Facebook has long offered users the option to report content that violates its terms of service -- things like pornography, threats and graphic violence. But when it comes to things like insults or embarrassing photos, the site's administrators won't step in.

Those are the kinds of situations Facebook developers say they want users to address among themselves. Instead of simply encouraging users to flag posts for review by Facebook, the site has deployed a series of new message templates through which people can explain to others why they find a particular post upsetting.
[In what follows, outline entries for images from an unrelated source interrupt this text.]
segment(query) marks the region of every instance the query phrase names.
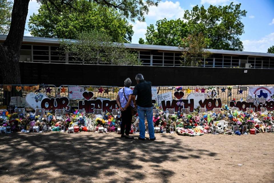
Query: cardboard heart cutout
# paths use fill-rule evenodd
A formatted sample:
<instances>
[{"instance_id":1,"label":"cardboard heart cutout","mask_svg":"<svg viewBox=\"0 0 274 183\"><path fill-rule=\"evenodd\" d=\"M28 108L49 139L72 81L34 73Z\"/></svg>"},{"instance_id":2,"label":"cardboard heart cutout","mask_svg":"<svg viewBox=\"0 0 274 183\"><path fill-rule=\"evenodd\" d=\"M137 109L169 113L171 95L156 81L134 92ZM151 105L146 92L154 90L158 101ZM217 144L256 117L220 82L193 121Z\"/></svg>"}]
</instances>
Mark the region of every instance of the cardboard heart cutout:
<instances>
[{"instance_id":1,"label":"cardboard heart cutout","mask_svg":"<svg viewBox=\"0 0 274 183\"><path fill-rule=\"evenodd\" d=\"M174 93L174 96L178 100L180 100L183 98L185 94L182 92L176 91Z\"/></svg>"},{"instance_id":2,"label":"cardboard heart cutout","mask_svg":"<svg viewBox=\"0 0 274 183\"><path fill-rule=\"evenodd\" d=\"M19 92L19 91L22 89L22 87L21 86L17 86L15 88L16 89L16 90L17 90L17 91Z\"/></svg>"},{"instance_id":3,"label":"cardboard heart cutout","mask_svg":"<svg viewBox=\"0 0 274 183\"><path fill-rule=\"evenodd\" d=\"M37 95L41 94L41 101L37 100L35 98ZM26 96L26 102L31 108L35 110L36 109L41 108L41 103L42 100L44 98L48 98L48 96L45 94L39 93L37 94L33 92L29 93Z\"/></svg>"},{"instance_id":4,"label":"cardboard heart cutout","mask_svg":"<svg viewBox=\"0 0 274 183\"><path fill-rule=\"evenodd\" d=\"M82 93L83 97L86 100L89 100L93 97L93 92L92 92L85 91Z\"/></svg>"},{"instance_id":5,"label":"cardboard heart cutout","mask_svg":"<svg viewBox=\"0 0 274 183\"><path fill-rule=\"evenodd\" d=\"M202 102L203 102L206 99L206 96L205 93L192 93L188 96L187 98L189 100L194 100L194 108L197 109L200 106L199 101L202 100Z\"/></svg>"}]
</instances>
The company consulted academic research on compassionate communication as it experimented with different templates. Rather than facing a blank text box, users messaging their friends about questionable content are given options like "It's embarrassing," "It shows inappropriate behavior," or "It's a bad photo of me" to express their requests.

Related: Facebook workforce is 69% male and mostly white

Facebook also asks users how the post in question makes them feel -- for example, "afraid," angry," "sad" or "embarrassed" -- and tailors the message templates further based on the intensity of the emotion expressed. There's also the option to un-friend, block or un-follow the person who made the post.

Facebook tracks the results of the interactions via optional follow-up surveys. The site says the changes, which it has been implementing since the start of 2013, have already borne fruit.

"What we've seen is that by giving people better language to have these conversations, it actually turns out that the person who receives the message is actually much more likely to respond," Facebook product manager Jake Brill says.

Did Facebook study go too far?
Did Facebook study go too far?

Facebook claims it's seen a ten-fold increase in the likelihood that users will send messages to someone who posts a status update they don't like; for shared links, there's been a five-fold increase. In all, the company says the tools are aiding in 3.9 million conversations a week.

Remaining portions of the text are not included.